The band polished the song over the next few days, teaching George Harrison a third harmony to fatten the effect. Back in the studio, with Martin perched on a wooden stool in front of the piano, they belted it out, following an arrangement John and Paul had concocted on their guitars. Engineer Norman Smith, who was standing over the mixer, did a double-take as they turned up the juice. Earlier he had spotted the lyrics on the music stand and felt his heart sink.

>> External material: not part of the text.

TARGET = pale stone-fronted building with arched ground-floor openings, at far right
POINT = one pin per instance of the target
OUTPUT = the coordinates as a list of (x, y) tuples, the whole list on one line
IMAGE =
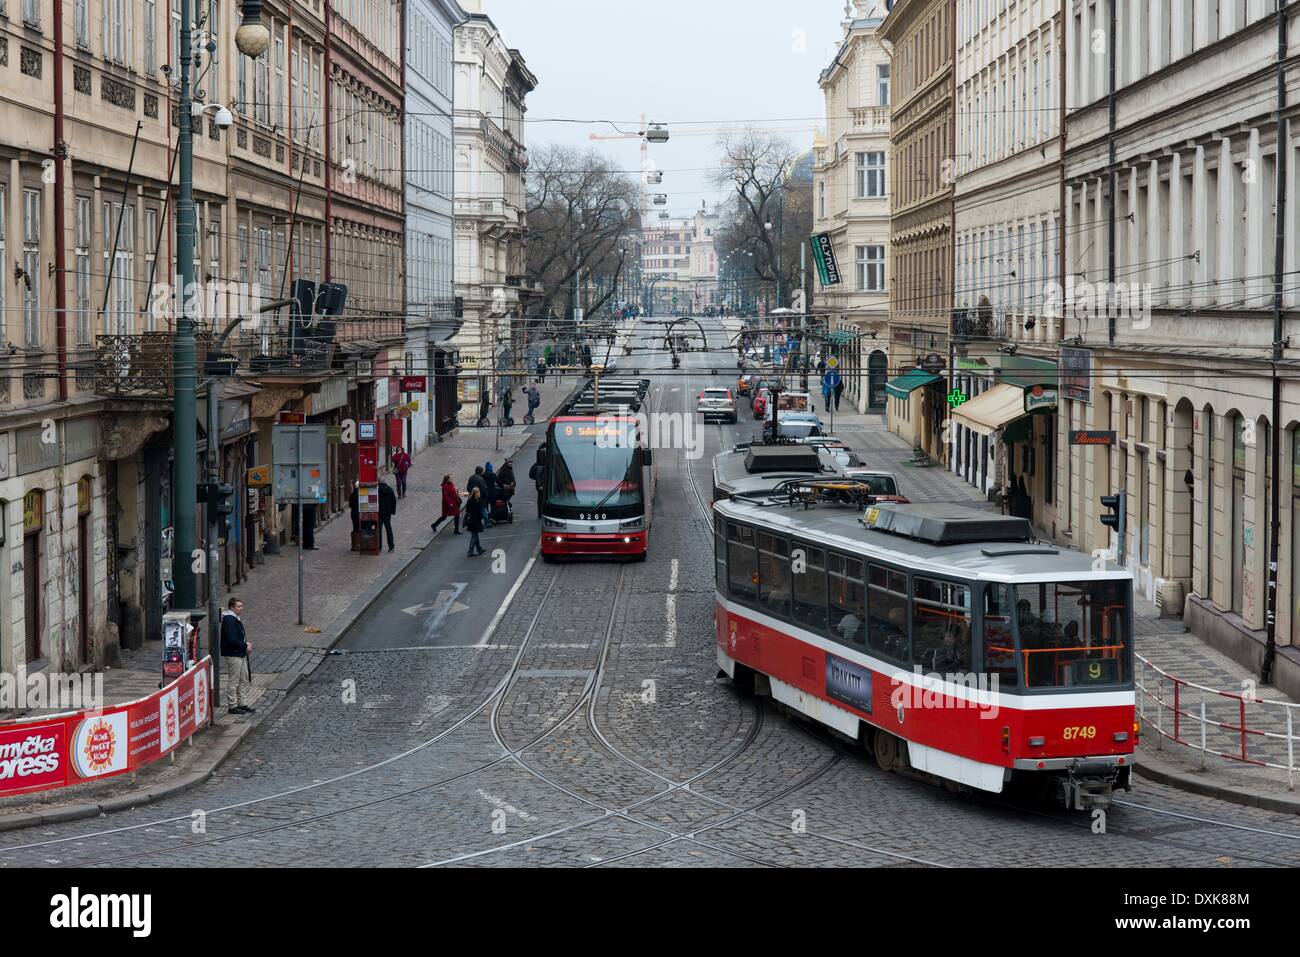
[(1181, 334)]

As he later relayed to Mark Lewisohn: “ ‘She loves you, yeah, yeah, yeah, she loves you, yeah, yeah, yeah, she loves you, yeah, yeah, yeah, yeah.’ I thought[,]
Oh my God, what a lyric!
This is going to be one that I
do not
like.”

In fact, there was something for everyone in the lyric, though nothing grabbed listeners as much as the performance. The Beatles sing “She Loves You” with such conviction and with such energy that for the brief time it lasts—considerably less than two and a half minutes—they create a groove that is not only completely irresistible but also quintessential. What the Beatles built into the song provided, for them, a perfect, lasting image: the
yeah-yeah-yeah
s and the falsetto
ooooo
s (when performing this, they shook their heads in unison, setting off rapturous shrieks from the fans) became iconic symbols. No matter how their music evolved, no matter how they experimented with complex musical textures and electronics, it is hard to think of the Beatles today without visualizing them as four grinning
mop tops positioned in that classic stage pose—the guitars riding high on their chests, drumsticks rhythmically pummeling the cymbals—singing, “And you know you should be glad:
oooooooo,
” with a decisive shake of their beautiful hair. Nothing identifies them more vividly.